= Kindness priming =

Kindness priming

is an affect-dependent cognitive effect in which subjects will display a positive affect following exposure to kindness.

==Background ==

Kindness priming refers to the observed effect by which individuals who are exposed to an act of kindness – the priming – subsequently notice more of the positive features of the world than they would otherwise. A person receiving a free voucher from a stranger, for example, may become more inclined to perceive the intentions of others around them as good.

Some researchers hypothesize that kindness priming involves the same cognitive circuitry that enables memory priming. By activating neural representations of positive affect, an act of kindness stimulates increased activity in related associative networks. It is therefore more likely that subsequent stimuli will activate these related, positive networks, and so the positive affect continues to be carried forward in a feed forward manner. Additionally, kindness priming has also been shown to inoculate against negative stimuli in the short term, thus temporarily improving an individual's resilience.

== Effects ==
To measure the effects of kindness priming, investigators typically generate an experimental paradigm measuring behavioral reactions and cognitive self-reports. Often these tests include evaluation of additional effective primes, such as hostility. Typically, subjects are exposed to an effective prime or act of kindness, such as being given a box of candy, and subsequently given introspective tests measuring cognitive traits like affect, memory, learning, or attention. Some experiments include a behavioral observation instead, and often utilize paradigms from memory studies, such as learning time, reaction time, target identification, recall, and word generation.

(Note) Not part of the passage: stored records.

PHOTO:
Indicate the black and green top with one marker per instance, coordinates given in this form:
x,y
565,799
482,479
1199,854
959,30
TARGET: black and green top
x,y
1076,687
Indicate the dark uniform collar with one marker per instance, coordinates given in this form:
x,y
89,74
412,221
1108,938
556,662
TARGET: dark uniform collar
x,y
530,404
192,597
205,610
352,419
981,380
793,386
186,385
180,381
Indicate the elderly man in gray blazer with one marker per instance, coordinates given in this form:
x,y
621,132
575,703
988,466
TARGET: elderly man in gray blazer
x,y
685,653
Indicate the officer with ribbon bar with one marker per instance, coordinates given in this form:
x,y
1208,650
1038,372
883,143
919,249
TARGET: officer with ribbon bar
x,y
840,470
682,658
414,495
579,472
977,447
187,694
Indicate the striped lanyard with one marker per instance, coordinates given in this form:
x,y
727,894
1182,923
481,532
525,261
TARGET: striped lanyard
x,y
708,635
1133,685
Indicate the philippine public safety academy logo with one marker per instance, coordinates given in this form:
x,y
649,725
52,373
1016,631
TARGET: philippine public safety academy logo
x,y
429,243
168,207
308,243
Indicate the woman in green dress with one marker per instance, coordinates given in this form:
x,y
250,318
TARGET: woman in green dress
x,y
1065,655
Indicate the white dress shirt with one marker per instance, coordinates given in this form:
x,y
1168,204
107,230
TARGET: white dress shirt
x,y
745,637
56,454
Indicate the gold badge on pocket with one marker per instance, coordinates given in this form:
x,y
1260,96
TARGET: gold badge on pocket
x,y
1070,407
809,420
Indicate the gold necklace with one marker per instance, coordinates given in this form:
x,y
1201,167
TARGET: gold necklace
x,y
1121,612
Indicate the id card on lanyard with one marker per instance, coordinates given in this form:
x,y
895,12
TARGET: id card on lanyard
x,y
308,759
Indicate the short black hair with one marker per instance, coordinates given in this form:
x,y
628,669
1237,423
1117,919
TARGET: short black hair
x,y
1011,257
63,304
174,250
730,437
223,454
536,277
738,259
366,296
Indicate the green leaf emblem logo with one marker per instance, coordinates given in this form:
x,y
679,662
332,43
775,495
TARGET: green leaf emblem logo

The first attempt to identify kindness priming was derivative of a memory experiment performed by Teasdale and Fogarty in 1979. In their experiment, two mood states, happy and depressed, were generated in the participants at different trials. Participants were then presented with stimulus of either happy or sad emotional valence, and subsequently asked to recall the presented items. This study showed that in the happy state, participants were more likely to recall the happy stimuli, and vice versa for the depressed state.

== Hypothesis ==
Some researchers believe that kindness priming operates similarly to associative memories, and thus utilizes common neurological mechanisms. Teasdale and Fogarty were the first to hypothesize that affect led to differences in learning speed and memory retrieval, on the basis of congruent valence of mood and target material via common associations. Later, it was presumed that humans store material (including affect) in memory that later acts as cues for associative networks in the presence of novel environmental stimuli. These associative hypotheses were then refined to exclude opposing stimuli: specifically, Clark and Waddell postulated that the positive affect primed by acts of kindness causes a positive cognitive bias that leaves the subject relatively immune to "unambiguously unpleasant stimuli".

== Applications ==
Kindness priming is similar to general affect priming and thus has similar applications. In the field of positive psychology, kindness priming is a valuable tool for spreading positive affect in a feed forward cycle. By inducing a positive mood in others, and immunizing them against negative stimuli, it is believed that they will feel compelled to produce acts of kindness for others, propagating the effects. This spread of positive affect and increased resilience is in line with the goals of positive psychology and recommended therein to be pursued alongside loving-kindness meditation to improve general well-being. Marketing researchers have capitalized on kindness priming, as corporate studies have shown it may increase a subject's valence toward a brand.